The blaze, which started early on Tuesday (local time), is suspected to have begun in the structure's attic, before spreading to a spire and destroying parts of the roof.

A church spokesperson earlier said they were concerned the flames may destroy the entire iconic landmark, including the main vault.

But while photos inside the building show some destruction, for the most part, the vault has remained intact with the pulpit relatively untouched.

One image shows smoke rising from rubble in front of the altar, with a cross hanging in the background.  Above the vault, an orange glow can be seen as the fire continues in other sections of the structure.

Smoke rises around the alter in front of the cross inside the Notre Dame Cathedral as a fire continues to burn in Paris, France, April 16, 2019.   REUTERS/Philippe Wojazer/Pool - RC1F76561F10
Photo credit: Reuters
Flames and smoke are seen as the interior continues to burn inside the Notre Dame Cathedral in Paris, France, April 16, 2019.   REUTERS/Philippe Wojazer/Pool - RC13AE15B030
Photo credit: Reuters

Relief efforts are already being organised, with French President Emmanuel Macron declaring that the destroyed parts of the cathedral would be rebuilt with the help of a fundraising campaign.

The cathedral is one of the city's most famous attractions, drawing roughly 13 million visitors a year, and is the seat of the archbishop of Paris.

Its construction began in 1163 and wasn't completed until 1345.
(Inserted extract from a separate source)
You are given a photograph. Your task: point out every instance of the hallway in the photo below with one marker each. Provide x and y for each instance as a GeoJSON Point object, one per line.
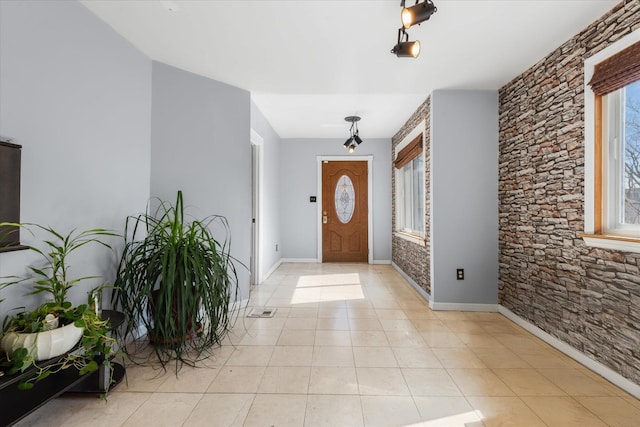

However, it quickly became a jewel of gothic architecture, and hosted the coronation of Henry VI of England in 1431 as well as Napoleon in 1804.

The 1800s were a time of significant change for the cathedral, with architects brought in to do up the spire and renovate other sections which hadn't been looked after.

The renovations underway when the fire broke out included repairing broken gargoyles.